彼女と出会ったのは13日前だ。でも、私には4年くらいの長さに感じられた。

職場の同僚が主催の花見で初めて会った彼女は、少しおどけた時がとても表情豊かで、はにかむ様に笑う笑顔がとても美しかった。人見知りしやすい私も比較的すぐに打ち解けられるほど、彼女は気さくで優しかった。
「じゃあ今年から転職で?」
「はい、今は契約なんです。働きながら資格とか取らなきゃいけなくて、今勉強中なんです。」
「働きながら資格の勉強か。大変だ・・・」
「でも合格したら、正規雇用の採用試験受けるつもりなんです。やっぱり生活が安定するから。」
私より歳下なのに、しっかりしていて、努力家の彼女はとても魅力的に感じた。
花見が終わって、私は家に帰り、仕事に行き、また家に帰り、仕事に行き、いつもの日常を繰り返した。しかし、一週間経っても彼女の顔が忘れられない。ほとんど初めての感情だった。私は恋愛をしたことがない。恋人がいたことは何度かあるが、相手の事を本当に好きでいられたかというとあやしいものだった。要するに他人に興味が持てないのだ。他人の事を考えて、その言葉や表情に一喜一憂して頭を悩ませ、心をすり減らし、そんなことに時間も精神も使うのは非常にタフな作業であろう。私は子供の頃から、無意識にそれを避けて生きてきたのだ。友人が著しく少ないのもそのせいだろう。
結局恋愛でもその癖が抜けず、相手にそれを感じ取られてはフラれたり、自然消滅をしていた。
それは私という人間の欠落であり、ある種の特性なのだと諦めているつもりだった。
そんな私が30手前で初めて、恋愛感情なるものを感じている。いや、過去に比較材料がない以上は断定できないが、少なくとも私はこの数日間ずっと彼女の事を考えては一喜一憂しているのだ。
連絡先を聞かなかったことを私は後悔した。しかし、奇跡というのは意外と起こるものだ。
その日、私は学生時代の友人から合コンに呼ばれた。元々そういった場に興味が湧かないし、今は特に乗り気になれなかったが、欠員が出て人数が足りないからと頼まれたので断れなかった。しかし、店に着くと、私はその友人に人生最大の感謝の眼差しを向けた。なんと女性陣の一人に彼女が座っているではないか。
彼女も私を覚えていたようで、その合コンは私にとって一気に幸せなものへと変わっていったのだ。
店を出て、二次会に行く流れになったが、彼女は飲み過ぎた女性陣を一人介抱すると言って離脱した。私も彼女がいないのなら、二次会まで参加する意味はない。LINEは交換できたため、大きな前進だと誇らしげに帰宅した。

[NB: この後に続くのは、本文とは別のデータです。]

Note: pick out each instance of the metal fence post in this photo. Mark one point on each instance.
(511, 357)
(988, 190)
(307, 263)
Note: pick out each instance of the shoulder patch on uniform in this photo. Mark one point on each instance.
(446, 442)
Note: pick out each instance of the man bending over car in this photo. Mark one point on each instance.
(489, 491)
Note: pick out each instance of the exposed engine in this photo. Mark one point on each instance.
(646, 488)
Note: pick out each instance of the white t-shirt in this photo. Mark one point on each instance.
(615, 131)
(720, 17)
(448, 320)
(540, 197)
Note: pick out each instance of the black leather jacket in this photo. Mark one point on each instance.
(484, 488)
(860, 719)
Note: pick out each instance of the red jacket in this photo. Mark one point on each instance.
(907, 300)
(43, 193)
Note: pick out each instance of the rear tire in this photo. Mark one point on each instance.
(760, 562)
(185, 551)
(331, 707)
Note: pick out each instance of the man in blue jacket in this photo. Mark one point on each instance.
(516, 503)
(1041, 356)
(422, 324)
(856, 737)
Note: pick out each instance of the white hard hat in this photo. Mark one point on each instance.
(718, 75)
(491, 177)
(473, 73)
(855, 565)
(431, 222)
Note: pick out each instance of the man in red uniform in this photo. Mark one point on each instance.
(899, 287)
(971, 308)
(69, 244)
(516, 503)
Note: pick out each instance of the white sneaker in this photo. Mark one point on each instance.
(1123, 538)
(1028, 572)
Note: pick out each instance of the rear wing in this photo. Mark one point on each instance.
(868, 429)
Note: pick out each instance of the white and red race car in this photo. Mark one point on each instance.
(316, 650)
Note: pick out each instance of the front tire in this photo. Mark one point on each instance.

翌日、私はすぐに彼女にメッセージを送った。返信はなかなかなく、2日後に返ってきた。
『先日はありがとうございました。そうですね、また機会あればお願い致します。』
2日待ったにしては淡白な文章に、私はげんなりした。「機会あれば」というのは「機会をわざわざ作るほどではない」という意味にもとれる。これは脈なしかと、正直かなり凹んだ。生来の人間関係への怠惰さが顔を覗き始めていた。しかし、人生初の恋愛だ。ここで引くには早すぎるような気もする。
引くか押すか、そんな面倒くさい駆け引きらしきものに頭を悩ませ、私は翌日も仕事に出向いた。

「本当にすみません、先輩。」
「まあ、仕方ないよ。とりあえず誠意をもって謝罪しよう。」
普段はオフィスワークだが、その日は後輩の発注トラブルにより、顧客のところへ謝罪に行かなくてはならなかった。プライベートでも頭を悩まされているのに、正直、仕事にまでこんなトラブルを持ち込まないでほしい。
この顧客は以前私が担当していたという理由で付き添いを押し付けられたが、こういう時は管理職が来るべきじゃないのか。
加えて、ここの営業部長は機嫌によって態度がガラッと変わるのだ。訪問はいつも博打打ちの気分だった。
そして、今日は、賭けに失敗した。
延々と聞こえる罵声に気が遠くなる。後輩は完全に腰がひけていて、結局は私1人で謝っているようなものだった。

90分弱に及んだ拷問からやっと解放され、顧客のオフィスがあるビルを出るとすでに18時を回っていた。
「本当にすみませんでした。僕、今から会社戻って報告書作ります。」
ケロッとした表情で話す後輩に腹がたったが、今日はもう怒る気力もない。私はタクシーに乗る後輩を見送り、会社に直帰の連絡をした。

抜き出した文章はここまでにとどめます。